If you keep tabs on the state of northern society, late August is when you measure up the summer. Not that bad, or atrocious? From the years when rioting sputtered throughout the weeks from the Twelfth to the anniversary of Internment Day, the graph has been steadily downward.
People with long faces and short memories sometimes mope about "unchanging" violence. They are right that inter-community aggro was endemic more than 100 years before Northern Ireland came into existence. They are wrong that the level and duration of violence has been as bad in recent years as during the Troubles.
But chalking up a less than miserable marching season is risky: know-alls tend to muster, chanting "just you wait". Sure enough, last September brought pitched battles with police and army on one side, facing Orange marchers and bullets and pipe bombs from the loyalist paramilitaries who supported them. At Ardoyne, Catholic rioters of primary school age marked the marching season by stoning marchers, followers, police and media. The bulk of 2005's summer aggro, however, was as usual visited on Catholic families in largely Protestant places.

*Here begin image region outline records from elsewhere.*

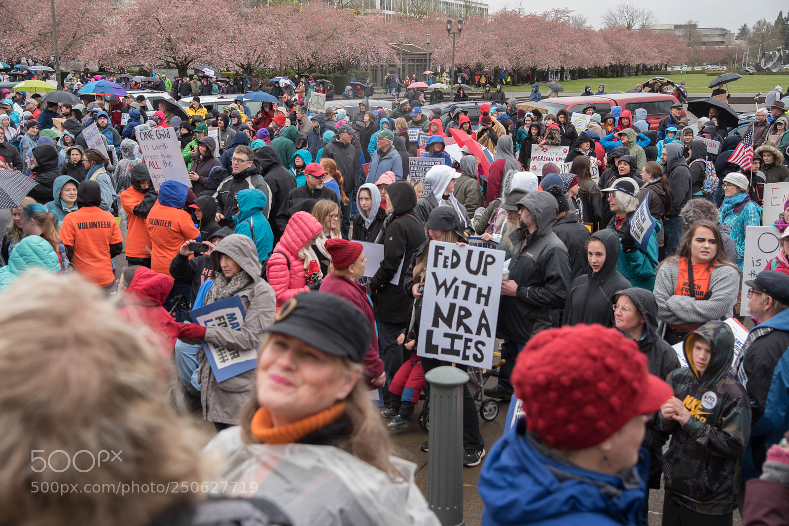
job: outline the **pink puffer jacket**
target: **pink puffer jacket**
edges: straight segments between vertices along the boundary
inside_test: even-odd
[[[288,221],[266,263],[266,280],[277,296],[278,309],[298,293],[309,290],[304,260],[298,257],[298,251],[323,229],[318,220],[307,212],[297,212]]]

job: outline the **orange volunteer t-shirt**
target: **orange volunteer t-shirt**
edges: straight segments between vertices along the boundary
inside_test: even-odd
[[[151,209],[146,226],[151,235],[151,269],[162,274],[170,274],[170,263],[184,242],[200,236],[192,216],[159,202]]]
[[[690,279],[688,276],[688,260],[687,257],[682,257],[679,260],[679,276],[677,278],[677,284],[674,287],[675,295],[687,296],[688,298],[695,298],[696,299],[704,298],[704,294],[707,294],[707,291],[709,290],[709,278],[714,268],[715,265],[710,266],[708,263],[700,263],[699,265],[693,265],[693,284],[694,288],[696,290],[691,292]],[[695,331],[701,327],[701,325],[690,328],[679,327],[679,325],[672,325],[671,324],[668,326],[688,332]]]
[[[115,279],[110,245],[123,242],[121,228],[109,212],[98,206],[83,206],[66,214],[60,228],[60,240],[74,247],[74,269],[99,287]]]
[[[148,225],[144,218],[134,215],[134,207],[143,202],[145,194],[137,191],[133,187],[129,187],[118,197],[129,220],[129,228],[126,230],[126,257],[150,257],[151,254],[145,250],[146,246],[151,247],[151,235],[148,234]]]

Police and government did not cope well. The September episode was tallied with the summer's saga. Authority decided that loyalist violence was the expression of demoralised Protestant unionism and must only be penalised with a light touch. Hard for republicans to complain, since much of the peace process has been built on a similar approach to their followers.
Police stood well back this summer during stand-offs between an ousted faction and the UDA leadership now acceptable to the Northern Ireland Office. The phenomenon of blatantly criminal paramilitaries is mid-makeover.

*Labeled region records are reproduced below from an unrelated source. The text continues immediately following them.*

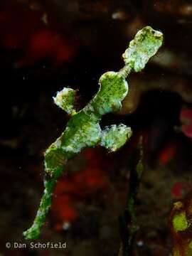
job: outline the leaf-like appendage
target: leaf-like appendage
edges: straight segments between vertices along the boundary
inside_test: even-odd
[[[124,63],[135,72],[141,71],[163,43],[163,34],[146,26],[136,34],[122,55]]]

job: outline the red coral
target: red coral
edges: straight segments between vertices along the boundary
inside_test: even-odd
[[[23,56],[16,60],[17,66],[45,58],[59,64],[75,53],[77,43],[68,36],[67,38],[61,33],[53,32],[50,23],[43,21],[43,15],[41,9],[31,9],[14,1],[6,3],[1,9],[0,44],[9,49],[22,49]]]

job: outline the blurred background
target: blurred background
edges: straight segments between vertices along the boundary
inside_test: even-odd
[[[119,113],[132,139],[115,154],[86,149],[58,183],[41,242],[65,250],[6,250],[26,242],[43,189],[43,152],[69,117],[53,102],[63,87],[78,90],[80,110],[100,76],[123,66],[121,55],[139,29],[164,34],[158,54],[128,78]],[[0,255],[117,255],[119,215],[129,158],[141,134],[145,170],[137,201],[137,256],[171,255],[173,203],[191,191],[192,1],[178,0],[9,0],[0,2]]]

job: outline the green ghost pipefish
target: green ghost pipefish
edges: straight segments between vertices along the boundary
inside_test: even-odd
[[[119,110],[128,92],[126,78],[133,70],[141,71],[163,41],[163,34],[146,26],[140,30],[122,55],[125,65],[119,72],[110,71],[100,78],[100,90],[80,111],[73,109],[75,91],[64,88],[54,97],[55,103],[71,115],[65,131],[46,151],[44,192],[32,226],[23,232],[26,239],[36,239],[41,235],[58,178],[68,161],[85,147],[101,145],[116,151],[132,135],[124,124],[112,125],[102,130],[102,115]]]

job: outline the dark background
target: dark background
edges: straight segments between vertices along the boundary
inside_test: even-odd
[[[192,114],[186,132],[181,112],[192,110],[191,24],[191,1],[1,1],[1,255],[117,255],[129,157],[142,134],[146,167],[134,253],[169,255],[169,212],[191,190]],[[85,149],[58,182],[40,241],[66,241],[67,249],[6,250],[6,242],[26,242],[22,232],[43,191],[43,151],[69,118],[52,97],[64,86],[77,89],[76,109],[83,107],[100,76],[123,66],[121,55],[146,25],[163,32],[164,46],[142,73],[128,78],[122,111],[101,123],[129,125],[132,139],[112,154]]]

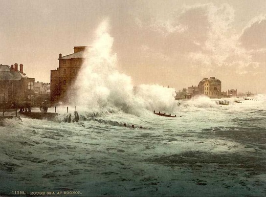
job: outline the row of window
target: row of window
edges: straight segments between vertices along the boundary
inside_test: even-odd
[[[72,68],[72,72],[71,73],[71,74],[72,75],[75,75],[76,74],[77,74],[77,71],[76,71],[76,69],[75,69],[75,68]],[[64,68],[64,75],[66,74],[66,68]]]
[[[33,82],[28,82],[28,89],[33,89],[34,84]]]

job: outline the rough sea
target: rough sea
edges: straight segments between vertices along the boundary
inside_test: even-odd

Loyalist areas have been deluged with community-building, enterprise-developing grants and are in line for more. In all of them, decent and hard-working pioneers of local enterprise are fretting that the money will disappear, as so much did in previous eras, into the coffers of madeover paramilitaries, under one name or another.
The unionist parties have little that is useful to say. Their problem is that the disparity between republicans and loyalists is too visible to deny but too unflattering to recognise.
Sinn Féin majors in a self-righteousness that blanks out the toll of IRA death and destruction. But they get some things right, and re-invention of their heartland as a vibrant district makes for one of the most telling comparisons with the loyalist legacy.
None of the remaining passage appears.